Ludovic, Salatchee et Syndypun lancent un appel aux Mauriciens pour que la United Skills Workers Cooperative ne disparaisse pas.

Ce matin, pour Salatchee Murday, 57 ans, et ses amis, ce n’est pas la grande forme. L’ambiance est maussade, le moral en berne. Le cœur n’y est plus. Comment continuer à se battre alors que rien ne va. Lorsqu’ils avaient imaginé la United Skills Workers Cooperativeil y a bien des années, ils avaient des rêves et des projets plein la tête.
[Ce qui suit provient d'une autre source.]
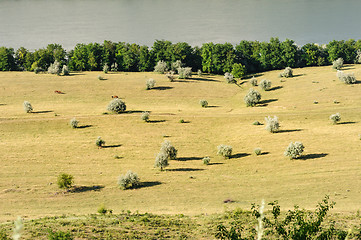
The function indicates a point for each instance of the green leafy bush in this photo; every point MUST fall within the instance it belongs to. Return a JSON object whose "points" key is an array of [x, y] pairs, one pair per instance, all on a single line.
{"points": [[65, 181], [117, 106], [129, 180]]}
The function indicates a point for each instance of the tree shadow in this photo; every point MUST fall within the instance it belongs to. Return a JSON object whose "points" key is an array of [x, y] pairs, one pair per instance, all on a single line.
{"points": [[289, 130], [85, 126], [275, 88], [162, 88], [313, 156], [239, 155], [189, 158], [79, 189], [344, 123], [42, 112], [112, 146], [185, 169]]}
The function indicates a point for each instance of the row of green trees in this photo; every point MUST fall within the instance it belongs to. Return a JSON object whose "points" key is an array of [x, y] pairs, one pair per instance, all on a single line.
{"points": [[211, 57]]}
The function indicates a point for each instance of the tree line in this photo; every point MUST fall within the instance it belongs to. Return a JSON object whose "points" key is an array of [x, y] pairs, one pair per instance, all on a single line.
{"points": [[211, 57]]}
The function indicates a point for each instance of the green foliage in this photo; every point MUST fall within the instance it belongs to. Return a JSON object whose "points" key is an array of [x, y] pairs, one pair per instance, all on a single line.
{"points": [[65, 181], [74, 123], [252, 98], [203, 103], [272, 124], [117, 106], [27, 107], [129, 180], [294, 150], [224, 150], [335, 118]]}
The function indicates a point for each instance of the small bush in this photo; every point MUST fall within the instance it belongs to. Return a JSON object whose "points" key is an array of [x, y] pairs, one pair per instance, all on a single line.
{"points": [[117, 106], [27, 107], [294, 150], [288, 72], [252, 98], [206, 160], [99, 142], [335, 118], [224, 150], [105, 68], [150, 83], [145, 116], [337, 64], [203, 103], [54, 68], [184, 72], [258, 151], [161, 160], [229, 78], [272, 124], [129, 180], [254, 81], [348, 78], [265, 84], [161, 67], [74, 123], [65, 70], [65, 181]]}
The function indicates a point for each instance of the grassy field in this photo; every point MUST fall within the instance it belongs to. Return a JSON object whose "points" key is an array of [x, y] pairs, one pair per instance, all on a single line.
{"points": [[35, 148]]}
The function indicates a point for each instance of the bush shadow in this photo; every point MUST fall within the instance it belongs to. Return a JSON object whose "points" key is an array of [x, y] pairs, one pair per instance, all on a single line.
{"points": [[313, 156]]}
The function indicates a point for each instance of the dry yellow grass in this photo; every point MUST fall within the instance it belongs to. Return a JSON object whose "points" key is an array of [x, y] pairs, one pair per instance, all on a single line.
{"points": [[36, 147]]}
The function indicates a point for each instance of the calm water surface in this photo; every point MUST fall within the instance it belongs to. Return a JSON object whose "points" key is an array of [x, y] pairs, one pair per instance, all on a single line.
{"points": [[36, 23]]}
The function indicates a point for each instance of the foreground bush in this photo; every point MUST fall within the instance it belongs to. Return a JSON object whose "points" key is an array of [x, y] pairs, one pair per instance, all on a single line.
{"points": [[252, 98], [129, 180], [65, 181], [117, 106], [27, 107], [294, 150], [224, 150], [272, 124]]}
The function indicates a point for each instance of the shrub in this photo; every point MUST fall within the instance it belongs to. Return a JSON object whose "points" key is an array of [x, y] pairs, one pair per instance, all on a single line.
{"points": [[258, 151], [74, 123], [335, 118], [252, 98], [161, 160], [229, 78], [265, 84], [294, 150], [272, 124], [54, 68], [254, 81], [145, 116], [348, 78], [203, 103], [170, 76], [288, 72], [27, 107], [99, 142], [206, 160], [224, 150], [184, 72], [129, 180], [105, 68], [161, 67], [169, 150], [65, 181], [65, 70], [116, 106], [337, 64], [150, 83]]}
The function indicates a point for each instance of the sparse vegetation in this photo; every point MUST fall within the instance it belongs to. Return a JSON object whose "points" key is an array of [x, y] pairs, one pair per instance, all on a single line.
{"points": [[294, 150]]}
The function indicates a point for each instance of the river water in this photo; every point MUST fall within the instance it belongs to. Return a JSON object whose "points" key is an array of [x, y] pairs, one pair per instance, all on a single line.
{"points": [[36, 23]]}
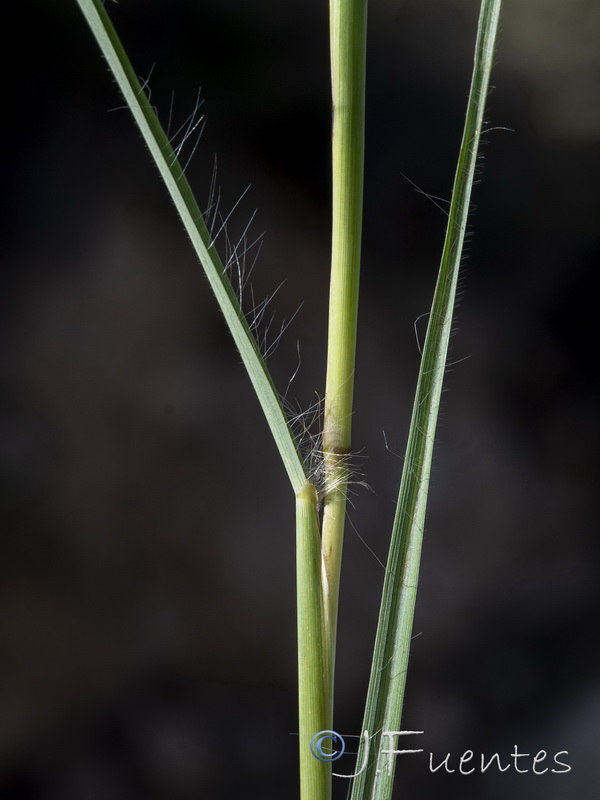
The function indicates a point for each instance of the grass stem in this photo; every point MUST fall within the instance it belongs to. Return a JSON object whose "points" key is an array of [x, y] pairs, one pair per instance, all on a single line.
{"points": [[348, 20]]}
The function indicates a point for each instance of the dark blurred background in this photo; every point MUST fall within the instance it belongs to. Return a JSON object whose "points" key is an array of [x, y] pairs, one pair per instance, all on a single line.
{"points": [[147, 626]]}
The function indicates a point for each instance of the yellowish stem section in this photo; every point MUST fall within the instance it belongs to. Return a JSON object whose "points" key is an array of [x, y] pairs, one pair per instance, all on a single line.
{"points": [[348, 54]]}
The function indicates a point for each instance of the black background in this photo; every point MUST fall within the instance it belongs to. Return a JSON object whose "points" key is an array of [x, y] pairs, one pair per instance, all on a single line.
{"points": [[147, 564]]}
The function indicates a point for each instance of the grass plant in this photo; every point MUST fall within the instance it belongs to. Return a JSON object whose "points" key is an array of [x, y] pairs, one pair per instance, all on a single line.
{"points": [[321, 510]]}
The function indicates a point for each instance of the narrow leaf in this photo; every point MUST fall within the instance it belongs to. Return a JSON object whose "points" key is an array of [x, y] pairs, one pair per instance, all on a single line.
{"points": [[173, 175], [392, 645]]}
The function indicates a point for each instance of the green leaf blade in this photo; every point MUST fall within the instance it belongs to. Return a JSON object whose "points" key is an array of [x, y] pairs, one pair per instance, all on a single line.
{"points": [[392, 646], [181, 193]]}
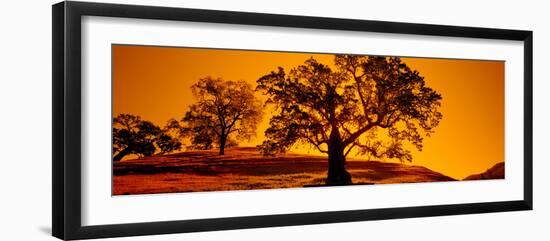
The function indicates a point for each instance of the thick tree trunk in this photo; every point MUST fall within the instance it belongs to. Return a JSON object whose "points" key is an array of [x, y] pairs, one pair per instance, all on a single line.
{"points": [[121, 154], [337, 173], [222, 145]]}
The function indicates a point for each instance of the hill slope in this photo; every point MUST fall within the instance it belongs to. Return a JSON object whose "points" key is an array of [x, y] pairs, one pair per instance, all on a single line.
{"points": [[495, 172], [244, 168]]}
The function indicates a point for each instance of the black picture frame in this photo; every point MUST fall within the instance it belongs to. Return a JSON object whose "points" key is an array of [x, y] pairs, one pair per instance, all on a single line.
{"points": [[66, 58]]}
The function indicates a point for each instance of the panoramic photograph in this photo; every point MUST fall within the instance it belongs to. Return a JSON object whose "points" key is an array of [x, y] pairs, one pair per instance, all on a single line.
{"points": [[188, 119]]}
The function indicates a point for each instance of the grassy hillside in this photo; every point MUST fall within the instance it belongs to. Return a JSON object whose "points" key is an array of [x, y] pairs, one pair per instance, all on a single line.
{"points": [[243, 168]]}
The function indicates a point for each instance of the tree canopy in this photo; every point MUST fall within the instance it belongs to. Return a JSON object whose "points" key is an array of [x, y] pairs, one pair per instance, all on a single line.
{"points": [[132, 135], [224, 112], [347, 107]]}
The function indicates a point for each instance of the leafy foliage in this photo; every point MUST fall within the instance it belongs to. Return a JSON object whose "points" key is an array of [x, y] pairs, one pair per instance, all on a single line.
{"points": [[224, 111], [362, 103], [132, 135]]}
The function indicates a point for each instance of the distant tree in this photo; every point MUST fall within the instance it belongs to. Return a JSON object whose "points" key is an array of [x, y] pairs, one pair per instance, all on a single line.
{"points": [[132, 135], [224, 111], [349, 107]]}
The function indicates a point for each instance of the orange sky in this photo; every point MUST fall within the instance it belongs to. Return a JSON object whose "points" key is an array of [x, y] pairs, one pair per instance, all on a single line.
{"points": [[153, 82]]}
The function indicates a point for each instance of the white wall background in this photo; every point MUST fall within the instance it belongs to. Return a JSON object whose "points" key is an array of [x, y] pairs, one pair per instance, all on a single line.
{"points": [[25, 119]]}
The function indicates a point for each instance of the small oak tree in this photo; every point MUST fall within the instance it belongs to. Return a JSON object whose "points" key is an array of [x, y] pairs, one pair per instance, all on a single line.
{"points": [[347, 108], [224, 111], [132, 135]]}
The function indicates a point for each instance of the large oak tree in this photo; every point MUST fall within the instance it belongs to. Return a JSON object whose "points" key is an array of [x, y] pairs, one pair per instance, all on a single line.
{"points": [[368, 103], [224, 110]]}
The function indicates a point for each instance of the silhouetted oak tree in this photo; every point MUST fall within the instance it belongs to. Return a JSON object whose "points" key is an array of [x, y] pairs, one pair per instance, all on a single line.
{"points": [[350, 107], [224, 111], [132, 135]]}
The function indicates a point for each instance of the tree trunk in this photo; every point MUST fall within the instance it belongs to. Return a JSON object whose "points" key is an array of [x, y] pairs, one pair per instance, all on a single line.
{"points": [[337, 173], [121, 154], [222, 144]]}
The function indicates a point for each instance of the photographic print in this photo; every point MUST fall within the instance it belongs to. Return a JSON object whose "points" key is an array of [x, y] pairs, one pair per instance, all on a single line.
{"points": [[197, 119]]}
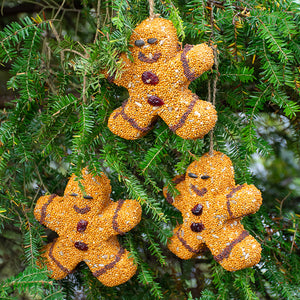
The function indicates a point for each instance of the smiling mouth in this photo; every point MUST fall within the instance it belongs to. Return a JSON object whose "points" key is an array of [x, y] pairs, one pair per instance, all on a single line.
{"points": [[151, 59]]}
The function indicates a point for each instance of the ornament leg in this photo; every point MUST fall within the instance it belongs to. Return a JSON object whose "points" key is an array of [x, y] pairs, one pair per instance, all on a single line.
{"points": [[110, 263], [235, 249], [185, 243], [60, 258]]}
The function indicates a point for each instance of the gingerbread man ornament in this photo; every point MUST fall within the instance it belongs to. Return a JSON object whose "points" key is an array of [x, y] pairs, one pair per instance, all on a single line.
{"points": [[158, 80], [88, 224], [212, 206]]}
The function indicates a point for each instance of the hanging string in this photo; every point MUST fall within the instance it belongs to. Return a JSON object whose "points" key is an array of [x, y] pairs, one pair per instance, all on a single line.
{"points": [[151, 9], [212, 98]]}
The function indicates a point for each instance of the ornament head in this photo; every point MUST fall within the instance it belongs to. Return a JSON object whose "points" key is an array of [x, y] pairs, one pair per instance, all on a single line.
{"points": [[154, 40]]}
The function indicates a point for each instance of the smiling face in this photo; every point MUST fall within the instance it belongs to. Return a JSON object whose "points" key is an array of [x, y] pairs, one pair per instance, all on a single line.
{"points": [[213, 174], [154, 40]]}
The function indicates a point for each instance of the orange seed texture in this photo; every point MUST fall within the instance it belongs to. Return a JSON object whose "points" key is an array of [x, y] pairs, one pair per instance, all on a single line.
{"points": [[212, 206], [158, 81], [88, 225]]}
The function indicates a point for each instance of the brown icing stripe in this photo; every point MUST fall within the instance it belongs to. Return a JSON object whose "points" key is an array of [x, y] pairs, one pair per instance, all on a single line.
{"points": [[227, 250], [112, 77], [115, 222], [83, 210], [176, 180], [185, 244], [201, 192], [132, 122], [228, 196], [179, 179], [185, 63], [169, 198], [142, 57], [44, 208], [185, 115], [64, 269], [110, 265]]}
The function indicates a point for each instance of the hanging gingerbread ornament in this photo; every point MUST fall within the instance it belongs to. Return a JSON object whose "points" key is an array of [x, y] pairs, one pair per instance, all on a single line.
{"points": [[88, 224], [157, 81], [212, 206]]}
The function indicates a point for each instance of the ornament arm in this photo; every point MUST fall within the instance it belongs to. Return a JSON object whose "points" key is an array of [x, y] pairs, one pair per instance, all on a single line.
{"points": [[124, 76], [191, 62], [47, 206], [243, 200], [121, 216], [178, 201]]}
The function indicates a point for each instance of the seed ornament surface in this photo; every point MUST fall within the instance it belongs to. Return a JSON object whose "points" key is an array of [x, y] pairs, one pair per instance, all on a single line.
{"points": [[212, 206], [88, 224], [158, 80]]}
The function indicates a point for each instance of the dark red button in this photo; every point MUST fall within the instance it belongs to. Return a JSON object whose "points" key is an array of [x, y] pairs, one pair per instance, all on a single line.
{"points": [[81, 246], [197, 227], [150, 78], [197, 209], [155, 101], [81, 225]]}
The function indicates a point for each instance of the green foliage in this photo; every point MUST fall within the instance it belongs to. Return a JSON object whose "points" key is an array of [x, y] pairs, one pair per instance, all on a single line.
{"points": [[57, 124]]}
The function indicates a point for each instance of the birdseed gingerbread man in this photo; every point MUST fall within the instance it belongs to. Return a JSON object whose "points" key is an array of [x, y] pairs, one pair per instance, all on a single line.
{"points": [[212, 206], [88, 224], [158, 80]]}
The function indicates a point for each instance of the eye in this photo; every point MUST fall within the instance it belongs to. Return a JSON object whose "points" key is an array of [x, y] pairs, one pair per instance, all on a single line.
{"points": [[152, 41], [139, 43], [192, 175]]}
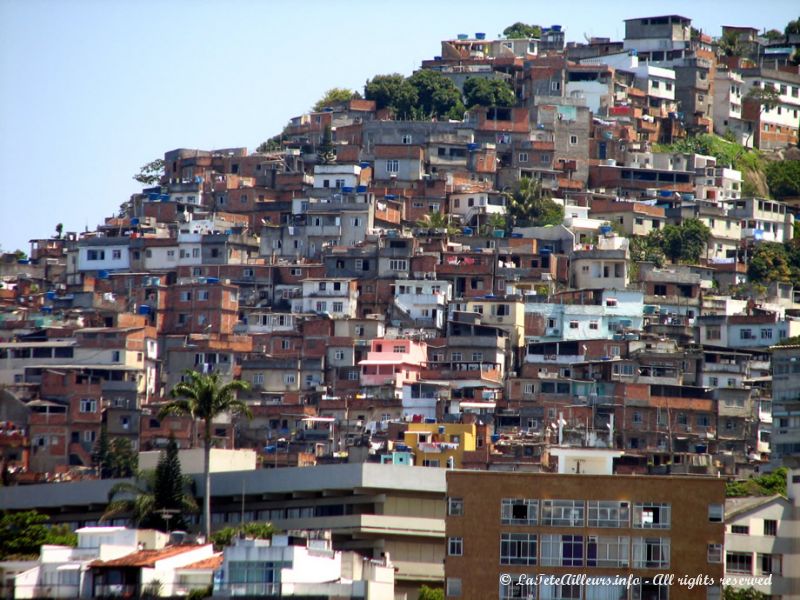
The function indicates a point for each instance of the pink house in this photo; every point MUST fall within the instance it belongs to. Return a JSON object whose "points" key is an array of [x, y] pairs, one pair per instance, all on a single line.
{"points": [[393, 363]]}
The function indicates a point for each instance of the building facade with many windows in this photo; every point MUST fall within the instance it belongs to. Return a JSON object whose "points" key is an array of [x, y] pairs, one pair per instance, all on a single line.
{"points": [[613, 526]]}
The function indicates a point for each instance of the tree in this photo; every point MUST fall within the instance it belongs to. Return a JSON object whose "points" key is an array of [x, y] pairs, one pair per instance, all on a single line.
{"points": [[529, 205], [522, 30], [170, 487], [205, 397], [22, 534], [768, 97], [335, 96], [326, 153], [437, 95], [649, 248], [151, 173], [479, 91], [730, 44], [783, 178], [769, 262], [393, 92], [138, 498], [259, 530], [764, 485]]}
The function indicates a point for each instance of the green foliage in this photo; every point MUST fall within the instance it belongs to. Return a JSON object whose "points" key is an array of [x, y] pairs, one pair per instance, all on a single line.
{"points": [[335, 96], [680, 243], [728, 154], [767, 97], [479, 91], [140, 500], [529, 205], [199, 594], [326, 153], [429, 593], [205, 397], [394, 92], [23, 533], [647, 248], [115, 458], [522, 30], [783, 178], [171, 486], [730, 593], [151, 173], [765, 485], [770, 261], [273, 144], [260, 530], [437, 95]]}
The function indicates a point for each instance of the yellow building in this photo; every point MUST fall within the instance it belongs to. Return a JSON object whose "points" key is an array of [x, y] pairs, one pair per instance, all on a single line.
{"points": [[435, 444]]}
Leur objectif, se souvient Salatchee, c’était de regrouper les personnes atteintes d’un handicap physique ou mental ou encore les sourds-muets, de les former et de créer leur propre petite entreprise où chacun pourrait trouver un travail et ainsi subvenir à ses besoins. «Ce n’est pas parce que nous vivons avec un handicap que nous ne pouvons pas travailler. Nous ne pouvons pas dépendre des autres et attendre qu’ils nous donnent quelque chose. Ce que nous voulions, c’était produire nous-mêmes et vendre afin de gagner nos revenus», explique Salatchee, responsable de la United Skills Workers Cooperative.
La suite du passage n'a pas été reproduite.